Wrap the Array-API namespace object to make it look "more like NumPy"

def check_y(y): np, _ = get_namespace(y) # Returns _ArrayAPIWrapper or NumPy classes = np.unique(y)

class _ArrayAPIWrapper: def unique(self, x): return self._array_namespace.unique_values(x)

Existing scikit-learn code does not need to change as much because the Array API "looks like NumPy"

Make NumPy object "look more like Array-API"

def check_y(y): xp, _ = get_namespace(y) # Returns Array API namespace or _NumPyApiWrapper classes = xp.unique_values(y)

class _NumPyApiWrapper: def unique_values(self, x): return np.unique(x)

We need to update scikit-learn to use these new functions from the Array API spec.

Helper functions everyone

def check_y(y): classes = _unique_values(y)

def _unique_values(x): xp, is_array_api = get_namespace(x) if is_array_api: return xp.unique_values(x) return np.unique(x)

We need to update scikit-learn to use these helper functions when API diverges. Some notable functions that needs some wrapper or helper functions include concat, astype, asarray, unique, errstate, may_share_memory, etc.

For my POCs, I went with a mostly option 1 where I wrapped Array API to look like NumPy. (I did wrap NumPy once to get np.dtype, which is the same as array.astype).

CC @scikit-learn/core-devs

Other API considerations

Type promotion is more strict with Array API

import numpy.array_api as xp X = xp.asarray([1]) y = xp.asarray([1.0])

fails

X + y

No method chaining. (Array API arrays do not have methods on them)

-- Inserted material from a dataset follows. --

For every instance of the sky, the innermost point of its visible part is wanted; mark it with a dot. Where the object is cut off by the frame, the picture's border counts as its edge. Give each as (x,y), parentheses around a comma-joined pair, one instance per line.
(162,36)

(X.mean(axis=1) > 1.0).any()

becomes

xp.any(xp.mean(X, axis=1) > 1.0)

Array API has no concept of order
Array API does not have integer indexing with __getitem__, alternative is take which is going into the Array API spec.
No views into arrays in the Array API spec
Can not support Dask or JAX at first because of they do not support methods that have Data-dependent output shapes such as unique.